CDDEP Recommendations
Number | Recommendation | Stakeholders | Rationale |
---|---|---|---|
6 | Explore innovative funding of essential antibiotics. | UNICEF, WHO, national governments, pharmaceutical manufacturers | Countries with less purchasing power could pool their resources for procurement under arrangements similar to Gavi (the vaccine alliance) or the Global Fund. UNICEF/WHO might coordinate procurement and distribution. Besides helping LMICs increase their purchasing power, such an arrangement would support quality manufacturers while driving out substandard suppliers. |
Barrier 3: Weak health systems, unreliable supply chains and poor quality control fail to deliver antibiotics to patients in need
For many patients in LMICs, out-of-pocket payments for antibiotics either limit access or push people into poverty. In remote areas, transportation costs for patients and accompanying relatives can be substantial, in some cases exceeding 20% of medical costs. In rural Kenya, the main reason for not seeking treatment was “lack of cash.” “No drugs available” and “drugs are ineffective” were also stated as reasons.
CDDEP Recommendations
Number | Recommendation | Stakeholders | Rationale |
---|---|---|---|
7 | Ensure the quality of antibiotics, and strengthen pharmaceutical regulatory capacity | WHO, national and regional regulators, countries, pharmaceutical suppliers and manufacturers | WHO support and coordination, national and regional regulators could collaborate to support quality assurance and avoid duplication of effort across countries. Rapid information exchange for pharmacovigilance, information on poor- quality suppliers, and sharing of best practices and innovation will help drive substandard and falsified antibiotics from the market. An international entity, such as the WHO, could provide surveillance, monitoring, and compliance testing for antibiotic quality. Such work |
8 | Encourage local manufacturing for cost-effective antibiotics. | Countries, regional collaborations, pharmaceutical industry, including drug R&D and manufacturers | Development and diversification of local manufacturers can help ensure the steady supply of essential, quality-assured antibiotics so that countries can meet their own needs. This should be supported through regional collaborations of countries such as the African Union. |
Summary
Ultimately, there are many interrelated scientific and economic challenges contributing to lack of development of new antimicrobials.
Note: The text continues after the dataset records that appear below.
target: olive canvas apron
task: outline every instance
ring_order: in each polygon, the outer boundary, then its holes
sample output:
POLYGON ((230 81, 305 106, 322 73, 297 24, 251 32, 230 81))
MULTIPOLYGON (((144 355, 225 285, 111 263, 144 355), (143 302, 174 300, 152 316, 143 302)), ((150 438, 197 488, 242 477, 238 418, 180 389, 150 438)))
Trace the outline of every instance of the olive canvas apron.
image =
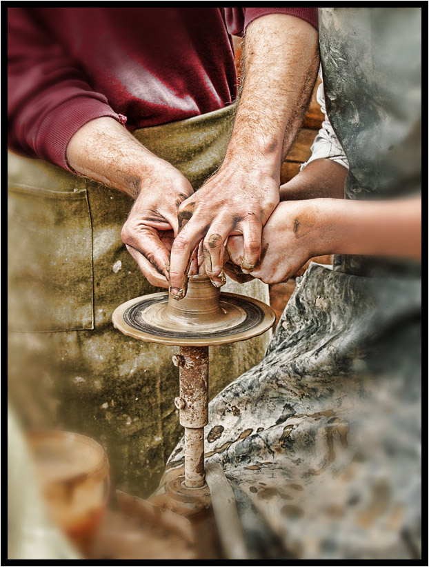
MULTIPOLYGON (((234 106, 134 132, 194 189, 219 167, 234 106)), ((8 156, 9 392, 28 426, 101 442, 118 488, 144 496, 180 437, 175 348, 116 330, 114 309, 152 287, 121 241, 132 201, 45 161, 8 156)), ((223 289, 268 301, 260 281, 223 289)), ((269 333, 212 349, 210 395, 257 363, 269 333)))
MULTIPOLYGON (((319 8, 319 21, 346 197, 418 193, 421 10, 319 8)), ((419 559, 419 272, 311 264, 263 360, 210 402, 206 460, 230 481, 250 559, 419 559)), ((183 462, 182 441, 165 478, 183 462)))

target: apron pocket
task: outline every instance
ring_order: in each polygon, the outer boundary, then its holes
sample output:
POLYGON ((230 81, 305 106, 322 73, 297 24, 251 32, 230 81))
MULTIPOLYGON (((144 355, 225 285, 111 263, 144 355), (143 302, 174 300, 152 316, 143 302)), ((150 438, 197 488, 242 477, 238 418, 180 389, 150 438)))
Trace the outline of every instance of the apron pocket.
POLYGON ((94 328, 92 228, 86 189, 8 188, 9 329, 94 328))

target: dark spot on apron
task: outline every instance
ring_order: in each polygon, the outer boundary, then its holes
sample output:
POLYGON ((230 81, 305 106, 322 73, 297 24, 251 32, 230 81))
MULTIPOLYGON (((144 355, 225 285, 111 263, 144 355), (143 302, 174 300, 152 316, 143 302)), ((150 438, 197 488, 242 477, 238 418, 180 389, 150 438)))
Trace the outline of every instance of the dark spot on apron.
POLYGON ((304 514, 301 508, 298 508, 298 506, 293 504, 286 504, 281 508, 280 512, 289 519, 298 519, 302 517, 304 514))
POLYGON ((223 426, 214 426, 208 432, 207 435, 207 441, 209 443, 213 443, 214 441, 218 439, 223 432, 224 427, 223 426))

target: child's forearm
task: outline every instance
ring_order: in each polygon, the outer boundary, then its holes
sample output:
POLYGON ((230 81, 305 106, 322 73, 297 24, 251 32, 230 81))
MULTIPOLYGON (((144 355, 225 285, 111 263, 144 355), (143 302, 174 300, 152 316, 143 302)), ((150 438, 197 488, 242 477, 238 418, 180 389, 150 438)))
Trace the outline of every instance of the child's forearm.
POLYGON ((420 258, 421 198, 313 200, 318 254, 420 258))

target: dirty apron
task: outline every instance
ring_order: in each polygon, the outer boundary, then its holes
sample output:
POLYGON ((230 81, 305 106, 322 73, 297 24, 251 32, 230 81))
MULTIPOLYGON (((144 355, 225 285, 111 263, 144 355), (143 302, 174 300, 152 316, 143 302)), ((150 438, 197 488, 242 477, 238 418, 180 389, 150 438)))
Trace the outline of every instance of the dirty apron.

Although AMR cannot be eliminated, many factors can be addressed to improve the scientific and economic environment for restoring health to the antibiotic pipeline. Antibiotic stewardship and infection prevention must therefore be pursued alongside improvements in access to antibiotics in LMICs. All stakeholders—international bodies, government leaders, health and agriculture ministries, patients and medical practitioners, farmers and veterinarians, academia, and the pharmaceutical industry— must slow the emergence of resistance to existing antibiotics to ensure affordability and access everywhere.